Interestingly, even though the majority of undergraduate students across Canada are females, this workforce segment is under-represented in the ICT sector. Therefore, increasing female enrolment in ICT-related post-secondary education should lead to better results than any other workforce segment.
The lack of systematic and frequent aggregation of detailed and up-to-date labour market information often leads to reactive responses and ties the stakeholders’ hands so they can’t be proactive. The government should increase its investment in labour market information.

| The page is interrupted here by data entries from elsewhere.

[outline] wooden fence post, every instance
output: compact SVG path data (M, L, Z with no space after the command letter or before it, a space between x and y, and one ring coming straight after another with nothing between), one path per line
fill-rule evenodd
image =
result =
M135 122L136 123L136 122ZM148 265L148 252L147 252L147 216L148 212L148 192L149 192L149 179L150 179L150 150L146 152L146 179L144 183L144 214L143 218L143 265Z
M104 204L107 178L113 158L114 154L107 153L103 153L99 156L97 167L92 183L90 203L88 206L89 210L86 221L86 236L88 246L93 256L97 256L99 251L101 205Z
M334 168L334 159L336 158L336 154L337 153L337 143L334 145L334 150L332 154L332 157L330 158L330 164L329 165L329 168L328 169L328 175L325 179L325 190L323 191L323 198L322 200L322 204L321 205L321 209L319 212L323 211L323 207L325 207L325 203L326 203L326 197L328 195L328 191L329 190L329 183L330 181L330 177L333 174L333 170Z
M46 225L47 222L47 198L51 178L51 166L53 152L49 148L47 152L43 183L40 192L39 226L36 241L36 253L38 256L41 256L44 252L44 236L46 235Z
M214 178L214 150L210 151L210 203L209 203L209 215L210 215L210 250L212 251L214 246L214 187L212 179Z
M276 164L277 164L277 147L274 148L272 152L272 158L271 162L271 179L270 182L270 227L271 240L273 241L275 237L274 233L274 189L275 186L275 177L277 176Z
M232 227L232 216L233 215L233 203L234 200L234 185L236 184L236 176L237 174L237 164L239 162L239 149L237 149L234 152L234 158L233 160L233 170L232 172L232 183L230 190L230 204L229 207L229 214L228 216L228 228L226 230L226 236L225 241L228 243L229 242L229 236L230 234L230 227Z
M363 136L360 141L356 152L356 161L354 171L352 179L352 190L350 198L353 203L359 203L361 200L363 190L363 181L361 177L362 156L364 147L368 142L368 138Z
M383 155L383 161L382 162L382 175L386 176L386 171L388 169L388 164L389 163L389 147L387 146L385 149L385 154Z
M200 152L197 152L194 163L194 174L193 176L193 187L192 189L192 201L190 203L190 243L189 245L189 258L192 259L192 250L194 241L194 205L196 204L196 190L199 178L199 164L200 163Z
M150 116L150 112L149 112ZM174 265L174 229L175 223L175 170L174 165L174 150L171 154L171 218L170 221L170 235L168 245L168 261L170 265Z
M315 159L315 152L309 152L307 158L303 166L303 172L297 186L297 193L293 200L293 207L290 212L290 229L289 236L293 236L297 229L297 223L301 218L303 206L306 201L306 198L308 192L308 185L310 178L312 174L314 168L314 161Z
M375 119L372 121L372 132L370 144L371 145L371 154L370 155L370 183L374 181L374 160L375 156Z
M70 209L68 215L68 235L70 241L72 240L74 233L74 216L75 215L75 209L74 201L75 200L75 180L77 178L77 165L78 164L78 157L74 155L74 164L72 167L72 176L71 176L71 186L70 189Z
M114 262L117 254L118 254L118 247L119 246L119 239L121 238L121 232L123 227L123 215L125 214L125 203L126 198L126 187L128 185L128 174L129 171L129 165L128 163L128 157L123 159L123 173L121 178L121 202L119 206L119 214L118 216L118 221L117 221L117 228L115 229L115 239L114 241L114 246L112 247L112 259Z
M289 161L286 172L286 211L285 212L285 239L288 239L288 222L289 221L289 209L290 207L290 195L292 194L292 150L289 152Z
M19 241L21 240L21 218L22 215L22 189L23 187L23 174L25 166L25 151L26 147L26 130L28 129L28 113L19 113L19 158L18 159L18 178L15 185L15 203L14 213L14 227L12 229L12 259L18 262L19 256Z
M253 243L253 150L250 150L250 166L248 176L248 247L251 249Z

The government should increase direct consultation with the industry – the demand creators – and should have a consistent and reliable approach in analyzing the ICT workforce information.
A significant finding of my research is that Canada’s ICT sector growth will continue to rely heavily on sources of foreign-educated workers. Therefore, the country’s immigration policies should be regularly updated to be fast, agile and consistent with the market demand. The government should invest in speeding up landing talents in Canada, increase consultation with the private sector and create more incentives for international ICT students to stay permanently in the country after graduation.
My MRP was an excellent opportunity to utilize the skills that I gained during the course of my MBA study. I am confident that, after this unique experience, I am now in a better position to pursue a post-MBA position in the field of Information technology business management.
Atef Alqashqish has over 15 years’ experience working in the Information Technology industry. He has worked for an international organization in the capacity of IT Operation Manager. He will be graduating from the MBA MTI (Management of Technology and Innovation) program in the Fall of 2013.